Bourlamaque’s account of his retreat is in N. Y. Col. Docs., x. 1,054. Pitt’s letter, when he learned that Amherst had abandoned the pursuit, is in Ibid., vii. 417.

Rogers sent to Amherst a letter about his raid upon the St. Francis village, which was written the day after he reached the settlements on the Upper Connecticut, and it makes part of his Journals. The story was the subject of recitals at the time in the provincial newspapers, like the New Hampshire Gazette and the Boston Evening Post. Hoyt, in his Antiquarian Researches (p. 302), adds a few particulars from the recollections of survivors.[1496]

In coming to the great victory which virtually closed the war on the Heights of Abraham, we can but be conscious of the domination which the character of Wolfe holds over all the recitals of its events, and the best source of that influence is in the letters which Wright has introduced into his life of Wolfe.[1497]

To the store of letters in Wright, Parkman sought to add others from the Public Record Office, beside the secret instructions given by the king to Wolfe and Saunders. The despatches of Wolfe, as well as those of Saunders, Monckton, and Townshend, are found, of course, in the contemporary magazines. A few letters of Wolfe, not before known, preserved among the Sackville Papers, have recently been printed in the Ninth Report of the Hist. MSS. Commission, Part iii. pp. 74-78. (Brit. Doc. Reports, 1883, vol. xxxvii.)[1498]
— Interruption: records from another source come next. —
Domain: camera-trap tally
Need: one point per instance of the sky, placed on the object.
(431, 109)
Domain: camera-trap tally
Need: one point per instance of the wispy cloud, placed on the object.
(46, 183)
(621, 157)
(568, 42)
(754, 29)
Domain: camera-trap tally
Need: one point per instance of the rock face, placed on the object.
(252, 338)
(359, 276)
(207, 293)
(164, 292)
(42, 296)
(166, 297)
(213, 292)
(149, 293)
There is a printed volume which is known as Wolfe’s instructions to young officers (2d ed., London, 1780), which contains his orders during the time of his service in Canada. Manuscript copies of it, seemingly of contemporary date, are occasionally met with, and usually begin with orders in Scotland in 1748, and close with his last order on the “Sutherland,” Sept. 12, 1759.[1499] The general orders of the Quebec campaign, given at greater length than in these Instructions, have been printed in the Hist. Docs., 4th ser., published by the Lit. and Hist. Soc. of Quebec. Various orders are given in the Address of Lorenzo Sabine, on the centennial of the battle.[1500]
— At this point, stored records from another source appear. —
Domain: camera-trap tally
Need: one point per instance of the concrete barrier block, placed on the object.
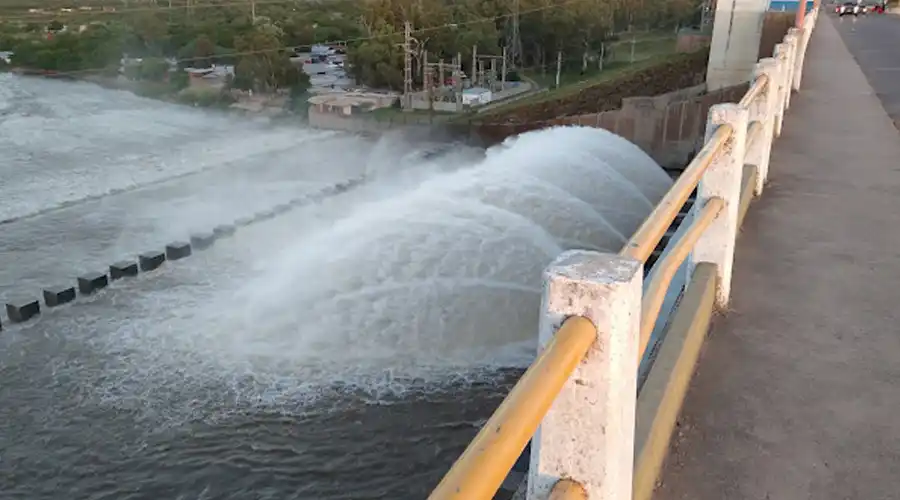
(178, 250)
(265, 215)
(58, 296)
(202, 241)
(223, 230)
(22, 310)
(151, 260)
(123, 269)
(91, 282)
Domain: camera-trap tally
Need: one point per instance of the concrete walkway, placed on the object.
(797, 392)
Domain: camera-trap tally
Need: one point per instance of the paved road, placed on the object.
(797, 392)
(874, 40)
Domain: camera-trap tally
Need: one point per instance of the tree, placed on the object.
(150, 30)
(378, 62)
(263, 63)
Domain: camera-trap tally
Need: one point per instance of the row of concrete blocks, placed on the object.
(87, 284)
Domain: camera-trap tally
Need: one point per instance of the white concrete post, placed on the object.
(790, 41)
(764, 113)
(781, 57)
(734, 48)
(723, 180)
(588, 434)
(796, 53)
(804, 44)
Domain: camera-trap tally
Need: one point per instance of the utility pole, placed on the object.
(407, 65)
(514, 40)
(503, 71)
(474, 76)
(558, 67)
(457, 81)
(633, 43)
A large number of contemporary journals and narratives of the siege of Quebec, both on the English and French sides, have been preserved, most of which have now been printed.[1501]

The letters of Montcalm in the Archives de la Marine mostly pertain to events antecedent to the investment of Quebec. The letters of Vaudreuil are in the Archives Nationales,[1502] while those of Bigot, Lévis, and Montreuil are in the Archives de la Marine et de la Guerre.[1503]